Some customers will see a potentially crippling £500-a-month jump in costs.

Key Points

  • Bank to raise tracker mortgage rates despite base rate freeze

  • 13,500 will see costs jump from 1 May

  • Bank blames increased funding costs

Base rate trackers are supposed to track the base rate, hence the name, and only move up and down if that key financial indicator changes. The base rate has been 0.5% since March 2009.

Now Bank of Ireland has decided to break with this basic agreement, to the anger of borrowers.

One customer emailed us yesterday raging: "I am gobsmacked they can do this, let alone at such short notice."

He says his rate is rising from 2.25% to 4.99% from 1 May, taking his monthly payments from £456 to £556.

Even worse, forum user smiffy says: "My rate on my residential product is jumping from 0.89% to 4.49%. That's taking the interest payment from £243 to £780.

"I can fund a £100 per month increase I need to find over £500."

The bank claims its terms and conditions allow it to increase the differential between the base rate and the rate it charges homeowners on some tracker mortgages. Not all tracker borrowers have this clause, so not all are hit.

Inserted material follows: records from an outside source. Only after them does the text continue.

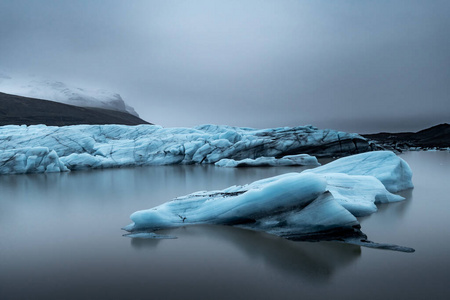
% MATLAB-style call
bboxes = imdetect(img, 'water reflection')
[131,225,361,282]
[0,152,450,299]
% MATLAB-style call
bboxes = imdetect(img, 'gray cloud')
[0,0,450,132]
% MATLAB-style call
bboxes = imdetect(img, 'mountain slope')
[362,123,450,150]
[0,70,139,117]
[0,93,151,126]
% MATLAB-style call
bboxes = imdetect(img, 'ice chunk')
[304,151,414,193]
[0,125,370,174]
[323,173,404,217]
[215,154,320,168]
[126,173,326,231]
[124,152,412,252]
[0,147,69,174]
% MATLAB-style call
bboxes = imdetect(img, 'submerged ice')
[0,125,371,174]
[215,154,320,168]
[124,151,412,251]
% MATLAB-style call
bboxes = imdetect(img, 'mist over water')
[0,152,450,299]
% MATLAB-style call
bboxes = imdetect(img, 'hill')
[0,93,151,126]
[362,123,450,150]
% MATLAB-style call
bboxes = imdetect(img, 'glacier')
[215,154,320,168]
[0,125,372,174]
[123,151,414,252]
[0,72,139,117]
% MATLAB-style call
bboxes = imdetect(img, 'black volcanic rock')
[0,93,151,126]
[362,123,450,151]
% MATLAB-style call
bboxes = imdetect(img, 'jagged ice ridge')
[0,125,371,174]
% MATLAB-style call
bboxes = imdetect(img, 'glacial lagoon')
[0,151,450,299]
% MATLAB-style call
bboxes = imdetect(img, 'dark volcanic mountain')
[0,93,151,126]
[362,123,450,151]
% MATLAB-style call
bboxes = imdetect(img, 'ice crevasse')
[0,125,371,174]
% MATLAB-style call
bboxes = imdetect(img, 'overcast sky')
[0,0,450,133]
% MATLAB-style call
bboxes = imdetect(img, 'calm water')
[0,152,450,299]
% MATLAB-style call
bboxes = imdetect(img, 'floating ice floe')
[215,154,320,168]
[0,125,371,174]
[124,151,414,252]
[304,151,413,193]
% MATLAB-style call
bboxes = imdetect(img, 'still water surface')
[0,152,450,299]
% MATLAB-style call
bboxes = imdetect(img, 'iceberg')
[304,151,414,193]
[0,125,372,174]
[215,154,320,168]
[123,151,414,252]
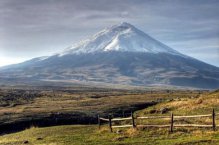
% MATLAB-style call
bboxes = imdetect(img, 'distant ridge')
[0,22,219,89]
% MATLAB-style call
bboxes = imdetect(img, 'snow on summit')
[59,22,181,56]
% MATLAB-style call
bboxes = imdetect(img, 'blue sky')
[0,0,219,67]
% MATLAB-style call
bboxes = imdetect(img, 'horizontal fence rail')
[98,109,219,132]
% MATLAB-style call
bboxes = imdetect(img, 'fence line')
[98,109,216,132]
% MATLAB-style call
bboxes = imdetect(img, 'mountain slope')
[0,23,219,88]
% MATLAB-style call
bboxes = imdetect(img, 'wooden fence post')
[212,109,216,131]
[131,112,136,128]
[109,115,113,132]
[170,113,173,132]
[97,114,101,129]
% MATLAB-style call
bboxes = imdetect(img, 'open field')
[0,91,219,145]
[0,87,204,132]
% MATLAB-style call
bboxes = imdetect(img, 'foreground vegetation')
[0,86,219,145]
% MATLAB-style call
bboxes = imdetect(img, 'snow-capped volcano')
[0,23,219,88]
[59,22,181,56]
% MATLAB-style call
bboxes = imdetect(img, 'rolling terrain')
[0,91,219,145]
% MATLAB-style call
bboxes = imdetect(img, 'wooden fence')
[98,109,216,132]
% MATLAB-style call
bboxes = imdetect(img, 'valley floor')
[0,86,219,145]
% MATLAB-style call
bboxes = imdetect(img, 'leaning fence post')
[212,108,216,131]
[97,114,101,129]
[109,115,113,132]
[131,112,136,128]
[170,113,173,132]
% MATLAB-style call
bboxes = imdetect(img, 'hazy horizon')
[0,0,219,67]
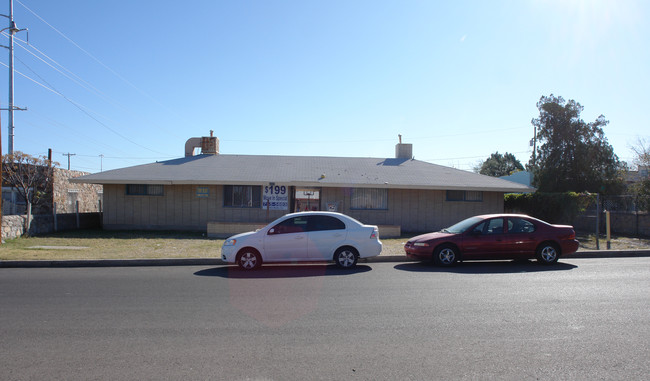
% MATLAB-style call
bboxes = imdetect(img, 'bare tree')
[2,151,57,232]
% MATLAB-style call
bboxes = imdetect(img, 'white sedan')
[221,212,382,270]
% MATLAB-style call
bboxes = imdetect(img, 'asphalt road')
[0,258,650,380]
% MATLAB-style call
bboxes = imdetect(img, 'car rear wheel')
[537,242,560,265]
[237,249,262,270]
[433,245,458,266]
[334,247,359,269]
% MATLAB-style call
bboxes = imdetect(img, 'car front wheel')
[433,245,458,266]
[237,249,262,270]
[334,247,359,268]
[537,243,560,265]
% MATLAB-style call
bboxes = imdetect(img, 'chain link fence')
[573,195,650,237]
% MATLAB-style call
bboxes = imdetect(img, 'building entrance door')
[294,187,321,212]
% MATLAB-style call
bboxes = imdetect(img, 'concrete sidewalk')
[0,249,650,268]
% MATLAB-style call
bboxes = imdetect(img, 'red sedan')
[404,214,578,266]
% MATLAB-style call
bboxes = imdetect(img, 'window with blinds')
[350,188,388,210]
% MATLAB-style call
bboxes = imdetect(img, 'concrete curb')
[0,249,650,268]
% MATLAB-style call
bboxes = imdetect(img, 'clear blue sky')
[0,0,650,172]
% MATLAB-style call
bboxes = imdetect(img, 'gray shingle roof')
[71,155,533,192]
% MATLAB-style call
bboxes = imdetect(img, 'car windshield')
[441,217,483,234]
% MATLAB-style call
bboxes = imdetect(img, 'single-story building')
[71,133,531,237]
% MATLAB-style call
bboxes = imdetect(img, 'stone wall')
[52,168,103,213]
[2,212,102,239]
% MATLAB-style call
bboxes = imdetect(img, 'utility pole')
[0,0,29,155]
[63,152,77,171]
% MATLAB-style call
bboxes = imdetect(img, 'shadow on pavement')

Bank of Ireland says anyone hit will be free to move mortgage without incurring any early repayment charges. However, tightened mortgage criteria and falling house prices in some areas mean not everyone will qualify for a new home loan.

Dan Plant, MoneySavingExpert.com head of editorial, says: "This is a shocking slap in the face, both for stretched borrowers and simple concepts of transparency and fairness. A base rate tracker has one very important quality… it tracks the base rate!

"This massive jump of nearly 3 percentage points is the exact opposite of what the bank's customers will have been expecting.

"The Financial Services Authority should take a very close look at this. Bank of Ireland is laughing in the face of its heralded Treating Customers Fairly principles, and costing its customers £1,000s in the crossfire."

Rate rises

Bank of Ireland has many different types of trackers with varying differentials between the base rate and the rate consumers pay.

All its customers will be moved to a differential of 2.49% from 1 May, meaning they will pay a 2.99% rate (0.5% + 2.49%). This will rise to a 4.49% rate (0.5% + 3.99%) on 1 October.

Buy-to-let customers will pay even more, sooner: their rates rocket to 4.99% (0.5% + 4.49%) from 1 May.

Bank of Ireland also runs the Post Office's mortgage business, but these customers are unaffected.

Last year, Manchester Building Society upped tracker rates for many customers who took out mortgages in 2004 or earlier. It meant some borrowers now pay 4.74% instead of their previous 0.99% rate.

It cited a condition in many contracts which it claims allows it to vary rates after five years.

A Bank of Ireland spokesman says: "This change reflects the significant increase in the cost of funding these mortgages since 2008 and the need for banks to maintain greater levels of capital."